Montana Conservation Voters is helping raise funds for Vincent's campaign and making calls to thousands of voters, as well as supporting the other Democrats running for PSC seats, incumbent Gail Gutsche and Chuck Tooley. Their Republican opponents, Kirk Bushman and Bob Lake, share Koopman's vision. Vincent and Gutsche allied with PSC chairman Travis Kavulla, a moderate Republican, to approve two wind projects this year, while two hard-line Republicans on the commission voted against them. If the hard-line Republicans win one additional seat, that would "stymie or roll back progress on renewable energy," says Theresa Keaveny, Montana Conservation Voters' director.
The stakes are even higher in Arizona. In the state with more solar potential than any other, the Corporation Commission sets requirements for renewable energy and efficiency without involving the Legislature. Moderate Republicans on the five-member commission in the mid-2000s required regulated utilities to obtain at least 15 percent of their electricity from renewable sources by 2025, and allowed utilities to charge more for that electricity. Those policies helped spur several large solar projects and thousands of rooftop installations. Still, less than 2 percent of Arizona's electricity comes from solar, so more needs to be done to speed up the transition from coal-fired and nuclear power plants, says the Sierra Club's Bahr.

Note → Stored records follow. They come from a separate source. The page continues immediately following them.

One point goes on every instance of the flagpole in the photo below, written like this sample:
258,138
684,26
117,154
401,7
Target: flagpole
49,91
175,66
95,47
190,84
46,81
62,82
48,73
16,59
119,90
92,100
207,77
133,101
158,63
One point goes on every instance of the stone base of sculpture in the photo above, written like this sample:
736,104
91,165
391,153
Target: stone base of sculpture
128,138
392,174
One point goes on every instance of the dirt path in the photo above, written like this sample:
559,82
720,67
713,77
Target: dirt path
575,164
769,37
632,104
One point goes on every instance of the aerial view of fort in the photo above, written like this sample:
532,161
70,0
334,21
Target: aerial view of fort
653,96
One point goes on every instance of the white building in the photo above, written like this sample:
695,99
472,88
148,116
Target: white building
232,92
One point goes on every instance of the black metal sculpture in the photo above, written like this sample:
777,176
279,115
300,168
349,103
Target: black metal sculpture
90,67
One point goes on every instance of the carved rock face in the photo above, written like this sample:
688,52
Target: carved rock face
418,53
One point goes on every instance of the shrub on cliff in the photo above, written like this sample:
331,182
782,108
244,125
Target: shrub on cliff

Bahr's group is backing three Democratic candidates -- incumbents Sandra Kennedy and Paul Newman, and newcomer Marcia Busching -- who call themselves "the solar team." They advocate for increasing the requirements and incentives for renewable energy and efficiency. Their opponents are Republicans Bob Burns, Susan Bitter Smith, and incumbent Bob Stump, who express only lukewarm support for such policies.
In New Mexico, the Legislature and the Public Regulation Commission have required utilities to generate 20 percent of their electricity from renewable sources by 2020; incentives for rooftop solar funded by fees paid by all customers have spurred thousands of installations. Clean-energy advocates want the PRC to strengthen those programs, and start requiring utilities to reduce carbon emissions from coal plants.
Democratic renewable energy advocates are expected to win both races for PRC seats. But there will be much at stake for the commission at the ballot box for other reasons. New Mexico's PRC is incredibly powerful, regulating not only utilities, but also insurance companies, taxis, moving vans, buses, pipelines, railroads and fire marshals. And it has a history of corruption and incompetence: In the past 10 years, two commissioners were convicted of felony charges -- including embezzlement and assault -- and others were accused of sexual harassment and cozy relationships with industry. The qualifications for becoming a commissioner are laughably weak -- you only need to be 18 years old, a resident for a year, with no felonies.
The state Legislature put constitutional amendments on the ballot that would strip away some of the PRC's non-energy functions, such as insurance regulation, and toughen the qualifications required to land a seat on the commission. "All of the energy issues are linked to the ballot measures," says John Horning, director of Santa Fe-based WildEarth Guardians. Horning believes the commission would benefit from a more narrow focus on energy: "We need commissioners who understand the complexity of the issues."